Let’s flip the coin. There are two sides to every story. We have the good and the bad. But have you ever heard of the saying “find the good within the bad?” That is what I did. We need to focus on making a difference. I have developed a nonprofit organization, Moving With Maya, for this cause, that the disabled can do anything. I am not expecting for everyone to found a nonprofit, but I would like everyone to look at organizations, disability advocates, and around your community. No pitying. This nonprofit helps me, as well as others, get out of their comfort zone. In this way, I hope to prove the stigma that the disabled are enabled. They can do anything within limits, just like you can. It is a judgment free zone that allows the disabled to feel comfortable in their skin, doing what they need to stay healthy, just like any ordinary person.
We talk about relationships and friends, and food just like you do. We like the same things, we do the same things, we just may look, act, or feel a different way. We talk about how we think, too, with our pain, and we learn to manage it. All the disabled need, just like you, is a friend and someone to talk to.
Although more than half report an excellent quality of life, we cannot ignore the 45 percent of people with disabilities who reported a fair rate of life. Although people do adjust to their condition, we still cannot forget that pain is an issue. Pain is a lonely experience that sometimes you feel as if no one can help you. Losing control over one’s body functions scares the person and reduces their quality of life. If you have been living with your condition your whole life, you do not know another way, and eventually you adapt to the circumstances. If you have developed your condition, you may feel trapped.
A mom of a daughter with the same bone disease as me said her daughter “is lucky because she is not into sport and loves acting and art. Her life has been challenging mainly because her friends did not support her or understood her much. She felt lonely and different, but she became stronger and tougher. She managed to overcome panic attacks, and her life is quite good.” If you try understanding a different reality, maybe you can come to terms with the fact that the disabled life is not so bad.
We focus on the can more than the cannot. Emotions refer to the body, mind, and spirit of yourself. Concentrate on what you can do rather than what you cannot, it allows you to be aware of your accomplishments, and focus on the paradox. But we also have to ask, what creates the paradox in the first place? The answer is access. When accessibility is denied, pity rushes in. When accessibility is expanded, whether that is transportation, captions, classrooms, or workplaces, the paradox dissolves. Disability does not equal inability. Lack of access equals exclusion.

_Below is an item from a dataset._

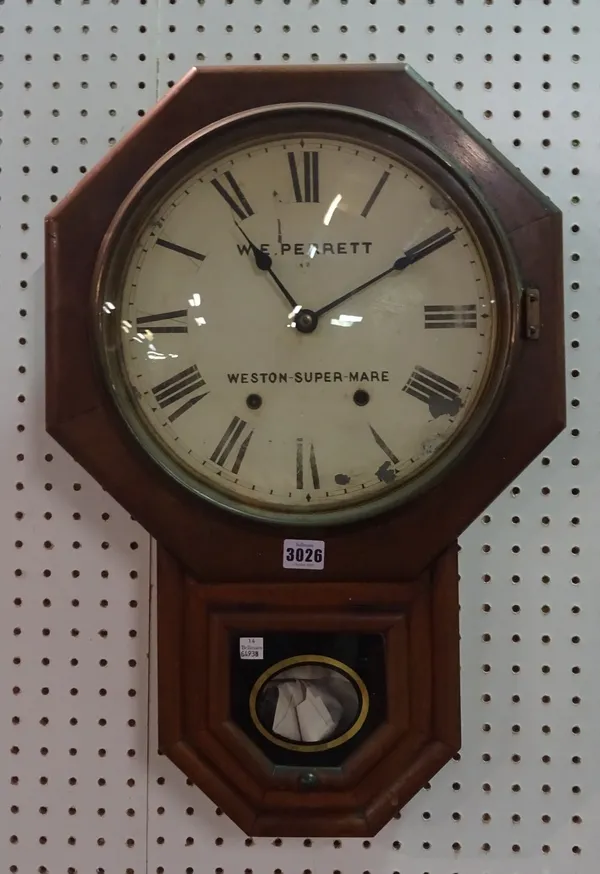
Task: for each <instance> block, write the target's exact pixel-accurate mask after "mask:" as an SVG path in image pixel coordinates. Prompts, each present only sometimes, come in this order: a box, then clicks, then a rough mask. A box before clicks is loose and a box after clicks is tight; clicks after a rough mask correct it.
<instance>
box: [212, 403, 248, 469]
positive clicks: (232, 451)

We judge others from the outside. We assume that being disabled automatically means that your life sucks. That you are better off dead. Let us stop assuming. Let us stop pitying, because, hey, I am doing just fine. Let us stop defining what it means and how it feels to be disabled. Let us stop associating disabled with unable. And let us stop trying to fix the disabled. Because what we really need to fix is the ableism that comes with being disabled. What we really need is to find a cure for ableism.
I am disabled. I am not sad. I am not scared. But I am not a hero. I am simply human. And when we cure ableism through accessibility, through advocacy, through attitude, we allow disabled people to be seen as just that, fully human.